In secondary transactions, investors in PE funds, known as limited partners (LPs), sell their capital commitments or positions in the funds to other LPs. This year saw a renewed vigour in these deals as many LPs were not in a position to meet their commitments to PE funds or wanted to limit their exposure to them.
“Secondary was very encouraging this year, bringing in 20-25% business. I have a feeling that secondaries would become more meaningful next year,” said Ranu Vohra, chairman and managing director, Avendus Advisors Pvt. Ltd, a Mumbai-based investment bank. “I would attribute a lot of secondary deals to mounting pressure of LPs on liquidity.”
Deepak Srinath, co-founder of Viedea Capital Advisors Pvt. Ltd, a Bangalore firm, says secondaries can be prompted by several other reasons as well.
For instance, Viedea, which has struck three secondary deals this year, is helping a firm sell a stake in a firm it had invested in a few years ago. The investor now wants to sell the stake as its business portfolio does not match that of the investee firm.
Secondaries can also be prompted by a fund’s desire to exit from portfolio firms they have been invested in for long. “Investors of deals in 2002-03 are looking for exits due to pressure from their limited partners. This is not to say that these companies are not doing well, but funds have to exit,” said Srinath.
A fund typically looks to sell its stake in a company after five-six years as its investors start seeking returns.

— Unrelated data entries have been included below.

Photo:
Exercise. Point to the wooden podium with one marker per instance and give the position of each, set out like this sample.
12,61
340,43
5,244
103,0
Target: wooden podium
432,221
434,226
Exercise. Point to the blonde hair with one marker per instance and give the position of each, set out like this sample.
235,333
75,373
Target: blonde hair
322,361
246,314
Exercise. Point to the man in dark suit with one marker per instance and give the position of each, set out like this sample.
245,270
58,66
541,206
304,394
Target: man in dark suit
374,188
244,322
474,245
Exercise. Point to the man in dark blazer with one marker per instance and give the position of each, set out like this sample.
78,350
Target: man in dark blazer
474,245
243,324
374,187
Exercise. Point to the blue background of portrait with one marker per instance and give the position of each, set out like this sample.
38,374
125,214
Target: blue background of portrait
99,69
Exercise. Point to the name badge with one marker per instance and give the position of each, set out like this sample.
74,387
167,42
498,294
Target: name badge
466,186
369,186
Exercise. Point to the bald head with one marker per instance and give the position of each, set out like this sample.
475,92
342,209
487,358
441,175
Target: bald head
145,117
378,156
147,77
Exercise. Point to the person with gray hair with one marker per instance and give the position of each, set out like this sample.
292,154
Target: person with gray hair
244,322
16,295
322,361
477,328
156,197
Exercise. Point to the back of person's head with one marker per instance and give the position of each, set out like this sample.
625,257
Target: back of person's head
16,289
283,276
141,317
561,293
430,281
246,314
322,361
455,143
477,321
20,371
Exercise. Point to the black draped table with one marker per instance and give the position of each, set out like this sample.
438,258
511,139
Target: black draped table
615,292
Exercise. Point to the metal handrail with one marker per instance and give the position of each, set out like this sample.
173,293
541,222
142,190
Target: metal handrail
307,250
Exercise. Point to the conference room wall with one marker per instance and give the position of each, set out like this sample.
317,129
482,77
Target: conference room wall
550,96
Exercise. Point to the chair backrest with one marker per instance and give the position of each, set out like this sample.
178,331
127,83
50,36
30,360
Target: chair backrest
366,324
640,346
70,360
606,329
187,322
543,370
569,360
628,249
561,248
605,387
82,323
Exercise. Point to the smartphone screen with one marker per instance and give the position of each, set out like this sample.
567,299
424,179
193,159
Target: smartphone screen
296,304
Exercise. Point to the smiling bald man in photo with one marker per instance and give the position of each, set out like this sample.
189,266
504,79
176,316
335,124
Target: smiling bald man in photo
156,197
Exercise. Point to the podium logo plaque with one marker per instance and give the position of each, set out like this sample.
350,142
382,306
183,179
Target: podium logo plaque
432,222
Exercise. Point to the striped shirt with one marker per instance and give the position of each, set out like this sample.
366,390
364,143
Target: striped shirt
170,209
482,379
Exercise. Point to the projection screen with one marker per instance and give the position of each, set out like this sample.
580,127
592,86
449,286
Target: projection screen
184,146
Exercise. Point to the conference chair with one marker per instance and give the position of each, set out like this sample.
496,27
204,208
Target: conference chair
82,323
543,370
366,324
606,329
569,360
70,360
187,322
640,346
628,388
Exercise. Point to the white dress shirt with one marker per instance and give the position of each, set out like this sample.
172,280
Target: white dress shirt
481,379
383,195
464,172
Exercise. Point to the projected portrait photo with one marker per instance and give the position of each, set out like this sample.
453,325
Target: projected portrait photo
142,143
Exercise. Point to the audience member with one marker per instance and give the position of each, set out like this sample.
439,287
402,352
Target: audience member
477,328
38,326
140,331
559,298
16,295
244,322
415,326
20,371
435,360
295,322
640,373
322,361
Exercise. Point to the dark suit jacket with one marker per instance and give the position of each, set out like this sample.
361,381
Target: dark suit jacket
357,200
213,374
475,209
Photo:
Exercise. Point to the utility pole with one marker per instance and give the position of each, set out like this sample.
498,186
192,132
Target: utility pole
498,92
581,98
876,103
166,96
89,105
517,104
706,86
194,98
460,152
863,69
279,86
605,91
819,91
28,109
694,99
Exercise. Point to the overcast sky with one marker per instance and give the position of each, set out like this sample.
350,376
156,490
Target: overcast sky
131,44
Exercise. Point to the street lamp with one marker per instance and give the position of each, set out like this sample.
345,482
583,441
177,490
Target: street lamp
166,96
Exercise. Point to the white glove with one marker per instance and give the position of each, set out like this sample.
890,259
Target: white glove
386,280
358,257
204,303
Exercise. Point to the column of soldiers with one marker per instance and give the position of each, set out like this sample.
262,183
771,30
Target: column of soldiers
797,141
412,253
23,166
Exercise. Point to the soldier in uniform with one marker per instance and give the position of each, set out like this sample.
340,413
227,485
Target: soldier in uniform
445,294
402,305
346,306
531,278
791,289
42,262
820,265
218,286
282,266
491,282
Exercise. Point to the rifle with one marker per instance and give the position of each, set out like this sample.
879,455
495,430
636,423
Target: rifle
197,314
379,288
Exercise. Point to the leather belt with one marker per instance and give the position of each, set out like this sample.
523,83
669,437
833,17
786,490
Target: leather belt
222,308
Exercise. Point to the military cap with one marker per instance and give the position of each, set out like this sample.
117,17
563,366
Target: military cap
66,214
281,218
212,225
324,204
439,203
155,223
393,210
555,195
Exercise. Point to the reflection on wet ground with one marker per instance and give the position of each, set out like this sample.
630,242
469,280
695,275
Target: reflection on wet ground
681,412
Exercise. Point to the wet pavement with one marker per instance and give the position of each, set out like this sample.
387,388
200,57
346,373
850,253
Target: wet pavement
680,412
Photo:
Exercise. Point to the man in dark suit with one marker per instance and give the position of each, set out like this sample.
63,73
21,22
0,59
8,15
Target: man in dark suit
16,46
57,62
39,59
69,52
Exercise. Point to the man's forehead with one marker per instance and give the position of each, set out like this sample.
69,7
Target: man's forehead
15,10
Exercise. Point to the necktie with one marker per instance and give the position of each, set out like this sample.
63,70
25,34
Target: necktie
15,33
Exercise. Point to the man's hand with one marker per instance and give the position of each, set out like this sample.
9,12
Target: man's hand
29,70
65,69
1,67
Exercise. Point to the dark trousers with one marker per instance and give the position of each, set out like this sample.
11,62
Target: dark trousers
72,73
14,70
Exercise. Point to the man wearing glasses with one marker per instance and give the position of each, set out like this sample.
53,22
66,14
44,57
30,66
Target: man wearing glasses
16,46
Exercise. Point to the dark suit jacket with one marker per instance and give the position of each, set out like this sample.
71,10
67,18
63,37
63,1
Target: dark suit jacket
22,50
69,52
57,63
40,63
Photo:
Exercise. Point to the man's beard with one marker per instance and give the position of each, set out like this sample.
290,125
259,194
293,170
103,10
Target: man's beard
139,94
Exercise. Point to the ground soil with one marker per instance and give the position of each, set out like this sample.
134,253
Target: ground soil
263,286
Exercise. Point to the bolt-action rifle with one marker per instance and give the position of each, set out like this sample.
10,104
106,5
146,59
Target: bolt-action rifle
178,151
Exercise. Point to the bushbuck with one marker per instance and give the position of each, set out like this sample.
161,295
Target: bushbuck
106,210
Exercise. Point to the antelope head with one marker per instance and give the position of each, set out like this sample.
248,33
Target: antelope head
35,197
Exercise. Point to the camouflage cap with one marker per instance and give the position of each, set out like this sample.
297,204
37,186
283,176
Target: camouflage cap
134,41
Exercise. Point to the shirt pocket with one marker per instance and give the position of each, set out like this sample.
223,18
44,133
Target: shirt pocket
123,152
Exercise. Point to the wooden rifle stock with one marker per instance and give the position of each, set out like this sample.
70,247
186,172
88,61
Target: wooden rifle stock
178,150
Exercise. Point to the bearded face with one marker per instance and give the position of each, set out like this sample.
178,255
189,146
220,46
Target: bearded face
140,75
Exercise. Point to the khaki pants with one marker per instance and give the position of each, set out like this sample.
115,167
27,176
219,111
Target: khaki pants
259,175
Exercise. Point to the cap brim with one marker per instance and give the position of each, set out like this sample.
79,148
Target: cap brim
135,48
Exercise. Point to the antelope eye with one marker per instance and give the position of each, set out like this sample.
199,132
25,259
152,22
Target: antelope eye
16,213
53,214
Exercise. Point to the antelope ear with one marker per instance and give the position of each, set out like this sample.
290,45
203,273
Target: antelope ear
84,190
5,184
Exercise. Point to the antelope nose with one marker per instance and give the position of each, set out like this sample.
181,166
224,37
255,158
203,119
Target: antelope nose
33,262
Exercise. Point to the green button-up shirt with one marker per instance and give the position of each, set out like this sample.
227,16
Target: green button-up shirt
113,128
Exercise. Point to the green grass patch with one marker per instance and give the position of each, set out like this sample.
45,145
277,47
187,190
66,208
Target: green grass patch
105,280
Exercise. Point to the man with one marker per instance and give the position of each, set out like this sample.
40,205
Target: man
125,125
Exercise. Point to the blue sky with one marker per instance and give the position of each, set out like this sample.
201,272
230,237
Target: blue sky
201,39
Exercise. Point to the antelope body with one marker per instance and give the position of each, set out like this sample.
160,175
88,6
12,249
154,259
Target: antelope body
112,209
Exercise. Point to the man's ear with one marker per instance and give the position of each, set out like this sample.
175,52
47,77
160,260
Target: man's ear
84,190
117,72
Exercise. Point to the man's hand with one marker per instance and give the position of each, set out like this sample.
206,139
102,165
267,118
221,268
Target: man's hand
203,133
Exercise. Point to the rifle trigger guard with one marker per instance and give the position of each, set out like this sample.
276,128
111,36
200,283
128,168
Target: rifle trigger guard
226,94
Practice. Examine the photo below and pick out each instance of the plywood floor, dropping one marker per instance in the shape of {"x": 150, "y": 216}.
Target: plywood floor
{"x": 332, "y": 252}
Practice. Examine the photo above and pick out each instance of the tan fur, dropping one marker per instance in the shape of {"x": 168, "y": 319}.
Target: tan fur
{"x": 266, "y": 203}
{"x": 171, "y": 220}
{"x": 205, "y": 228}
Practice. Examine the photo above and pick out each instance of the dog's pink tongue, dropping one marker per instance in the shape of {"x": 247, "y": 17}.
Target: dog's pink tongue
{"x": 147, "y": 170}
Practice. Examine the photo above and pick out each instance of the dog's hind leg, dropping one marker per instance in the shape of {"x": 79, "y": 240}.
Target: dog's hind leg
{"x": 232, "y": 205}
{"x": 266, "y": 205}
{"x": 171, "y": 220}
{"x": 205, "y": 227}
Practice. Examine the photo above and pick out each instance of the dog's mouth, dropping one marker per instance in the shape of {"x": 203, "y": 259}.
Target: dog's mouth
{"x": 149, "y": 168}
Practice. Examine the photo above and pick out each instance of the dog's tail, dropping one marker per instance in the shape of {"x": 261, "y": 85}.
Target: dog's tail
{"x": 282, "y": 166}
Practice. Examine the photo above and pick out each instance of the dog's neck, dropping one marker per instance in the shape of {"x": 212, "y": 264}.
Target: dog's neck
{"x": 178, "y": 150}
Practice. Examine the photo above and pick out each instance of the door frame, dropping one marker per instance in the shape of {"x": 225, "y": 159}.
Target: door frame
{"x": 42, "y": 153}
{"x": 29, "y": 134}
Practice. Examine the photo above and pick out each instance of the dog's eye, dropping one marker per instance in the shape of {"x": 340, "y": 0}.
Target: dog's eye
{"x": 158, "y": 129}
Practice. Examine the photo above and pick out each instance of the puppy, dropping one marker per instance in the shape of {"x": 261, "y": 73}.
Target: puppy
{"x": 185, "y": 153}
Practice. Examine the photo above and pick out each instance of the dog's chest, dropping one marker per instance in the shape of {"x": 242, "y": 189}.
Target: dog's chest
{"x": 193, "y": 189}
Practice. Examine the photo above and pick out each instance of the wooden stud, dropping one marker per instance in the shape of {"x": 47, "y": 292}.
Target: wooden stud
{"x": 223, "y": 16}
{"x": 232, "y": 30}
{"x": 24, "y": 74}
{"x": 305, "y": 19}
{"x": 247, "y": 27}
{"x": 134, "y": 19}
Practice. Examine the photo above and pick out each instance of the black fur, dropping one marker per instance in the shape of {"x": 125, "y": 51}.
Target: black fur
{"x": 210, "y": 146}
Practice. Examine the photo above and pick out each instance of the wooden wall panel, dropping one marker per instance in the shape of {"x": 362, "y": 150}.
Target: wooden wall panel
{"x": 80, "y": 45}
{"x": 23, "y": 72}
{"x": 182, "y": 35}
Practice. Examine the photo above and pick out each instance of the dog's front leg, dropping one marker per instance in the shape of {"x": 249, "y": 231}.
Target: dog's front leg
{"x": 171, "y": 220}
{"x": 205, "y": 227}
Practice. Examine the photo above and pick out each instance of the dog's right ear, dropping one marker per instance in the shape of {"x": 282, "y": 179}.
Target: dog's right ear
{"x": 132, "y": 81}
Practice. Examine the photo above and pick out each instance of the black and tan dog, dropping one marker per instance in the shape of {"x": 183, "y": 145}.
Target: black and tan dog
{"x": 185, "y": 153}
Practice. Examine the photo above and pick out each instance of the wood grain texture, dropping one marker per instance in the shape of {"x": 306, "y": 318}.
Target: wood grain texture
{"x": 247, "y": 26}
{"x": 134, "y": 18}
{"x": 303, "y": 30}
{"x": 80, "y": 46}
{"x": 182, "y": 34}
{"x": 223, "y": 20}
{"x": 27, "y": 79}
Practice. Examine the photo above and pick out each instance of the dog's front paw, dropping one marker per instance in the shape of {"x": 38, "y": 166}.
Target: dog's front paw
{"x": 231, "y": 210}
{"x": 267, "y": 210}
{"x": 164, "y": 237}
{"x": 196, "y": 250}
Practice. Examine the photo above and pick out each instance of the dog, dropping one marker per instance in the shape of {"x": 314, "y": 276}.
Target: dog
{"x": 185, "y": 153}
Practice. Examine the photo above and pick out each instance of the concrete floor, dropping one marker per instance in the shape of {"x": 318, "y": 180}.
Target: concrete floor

Another favourite fund-raising tool, as the market rebounded, was qualified institutional placements (QIPs), or the selling of shares to institutional buyers, as the time for structuring and completing these is a quick three-four weeks.
From January to November, Indian firms raised about Rs47,419 crore through initial public offerings (IPOs), follow-on public offerings (FPOs), QIPs and rights issues, according to data by SMC Capitals Ltd, the merchant banking arm of New Delhi-based financial services house SMC Global Securities Ltd. Of this, 60.6% came through QIPs.
Between January and November 2008, QIPs had accounted for a mere 4.3% of the funds raised from the market.
“Undoubtedly, QIPs came to the rescue of cash-starved Indian companies. My guess is that this momentum will continue next year as well as companies will want to grow and will come to the market,” said Enam’s Subramanian.
In addition, some public market deals were triggered by high valuations in the private markets. For instance, Norwest Venture Partners (NVP), a global venture capital firm, bought an 8% stake in Shriram City Union Finance Ltd for Rs120 crore from Indopark Holding Ltd, a subsidiary of Merrill Lynch and Co.
“There are times when public market valuations are cheaper than private market valuations and investors will go towards safer deals where exits are also shorter,” said K. Ramakrishnan, executive director and head, investment banking, Spark Capital Advisors (India) Pvt. Ltd.
High valuations also continue to sour PE deals. “Private equity investors will compare deals in India with what other markets are offering,” said Falguni Nayar, managing director, Kotak Mahindra Capital Co. Ltd. “Given that India is an attractive investment destination for portfolio investors, valuations are higher, and hence, PE investors are finding it difficult to close deals here.”